Through a competitive, rigorous application process, a committee of elected fellows reviews hundreds of nominations and selects new fellows based on their contributions to advancing the public’s health. The academy comprises more than 2,700 nursing leaders who are experts in policy, research, administration, practice, and academia.
For 2020, the academy will induct 230 new fellows from 38 states, the District of Columbia, the U.S. territory of Guam, as well as 13 countries. Following their induction, fellows may use the prestigious FAAN credential.
“As an extraordinary nurse leader making important contributions in education, research, and clinical practice, Dr. Cox is well-deserving of this honor,” said Linda Flynn (PhD, RN, FAAN), dean and professor at Rutgers School of Nursing. “We are excited and pleased to have yet another member of our dynamic faculty to join the academy.”
Cox is a member of the Division of Nursing Science at Rutgers School of Nursing. She is board certified as a clinical nurse specialist in adult health and as a wound, ostomy, and continence nurse. She maintains an active practice at Englewood Health in Englewood, New Jersey.
She received her diploma in nursing from the Englewood Hospital School of Nursing, BSN from William Paterson College, and both her MS and PhD in Nursing from Rutgers School of Nursing.

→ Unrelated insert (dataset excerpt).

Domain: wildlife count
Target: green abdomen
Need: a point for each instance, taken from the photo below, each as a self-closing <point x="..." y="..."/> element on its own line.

Her research, which focuses on pressure injury risk detection in the critical care population, has been disseminated nationally and internationally in peered-reviewed publications and presentations. “Predictors of Pressure Ulcers in Adult Critical Care Patients,” an article she published in American Journal of Critical Care, is among the Top 5, most frequently cited articles in the journal’s history.
Cox is a member of the board of directors of the National Pressure Injury Advisory Panel, the USA representative for the education committee of the World Council of Enterostomal Therapists, and a member of the editorial advisory board for the journal, Advances in Skin and Wound Care.
In 2014 and 2019, she led the critical care small working groups to develop the International Prevention and Treatment of Pressure Ulcers/Injuries: Clinical Practice Guideline
With Cox’s election, the number of American Academy of Nursing fellows at Rutgers School of Nursing will total 15, comprising approximately 15 percent of full-time faculty.